When Nazi atrocities came to light following the war, Sanger changed the name of her organization from the Birth Control League to Planned Parenthood because she did not want her Nazi associations known.
Planned Parenthood has offices throughout Missouri. Not only is the organization the largest provider of abortions in America, but it is the No. 1 lobbying organization behind unrestricted abortion. Tragically, abortion is the No. 1 cause of death among African-Americans today. More than 13 million black babies have been aborted since Roe v. Wade.
Planned Parenthood really has not changed. It got a well-deserved "left-hook" to the chin recently when an undercover investigation by a pro-life group revealed that the organization was covering up cases in which underage pregnant girls were impregnated by adult men – "men" that could best be described as sexual predators and child molesters. When underage girls reported to some Planned Parenthood locations, a worker would often tell them to keep their pregnancy quiet, avoid parental involvement and not report anything to law enforcement authorities.
I find it almost too hard to believe that any individual, organization or business would associate with such evil. Yet in a Sept. 12 editorial, following the Missouri legislature votes to override Gov. Bob Holden’s veto of a bill requiring a 24-hour wait for a woman to get an abortion so that she can consult with her physician, the Kansas City Star called the veto override "an insult."

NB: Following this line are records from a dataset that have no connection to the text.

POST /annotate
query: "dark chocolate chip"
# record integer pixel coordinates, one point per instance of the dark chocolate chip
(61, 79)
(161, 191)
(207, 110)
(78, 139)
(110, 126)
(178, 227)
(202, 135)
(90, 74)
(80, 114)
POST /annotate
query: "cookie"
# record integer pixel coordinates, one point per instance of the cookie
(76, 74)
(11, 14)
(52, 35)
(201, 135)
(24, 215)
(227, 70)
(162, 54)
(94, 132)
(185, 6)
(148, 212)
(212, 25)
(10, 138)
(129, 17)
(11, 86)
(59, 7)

I suppose the Star views unborn babies as "non-persons." Such support for abortion remains strong and the fight to save the lives of the unborn is just beginning in the "Show Me" sate.
Planned Parenthood has said it intends to file a lawsuit to prevent the 24-hour waiting law from going into effect in October. But pro-life observers say the bill is lawsuit-proof because it was written based on previous U.S. Supreme Court decisions. The high court has said that the restriction of a waiting period before an abortion does not place an undue burden on a woman’s ability to get an abortion.
Because human-life issues are involved, contemplating an abortion needs proper consideration and informed consent. Often, a teenager makes a quick desperate decision to abort her unborn baby without even having to inform her parents.
Tragically, Planned Parenthood and the Star believe that a rush to the abortion table should be like a walk in the park.
"The waiting period will most disadvantage poor women and those who live in rural areas," the Star editorial argued, echoing the views of the abortionists. "Many who seek an abortion will find it difficult to take extended time off work, find transportation to a city with abortion services and pay the costs of staying overnight."
Fortunately, a bipartisan majority of lawmakers disagreed, noting that inconvenience is not sufficient reason to require a simple 24-hour wait.
Praise God, who is the ultimate creator, sustainer and taker of life because thousands of so-called "non-persons" will be saved thanks to a courageous Missouri legislature that stared evil in the eye and took a long-overdue step in the right direction.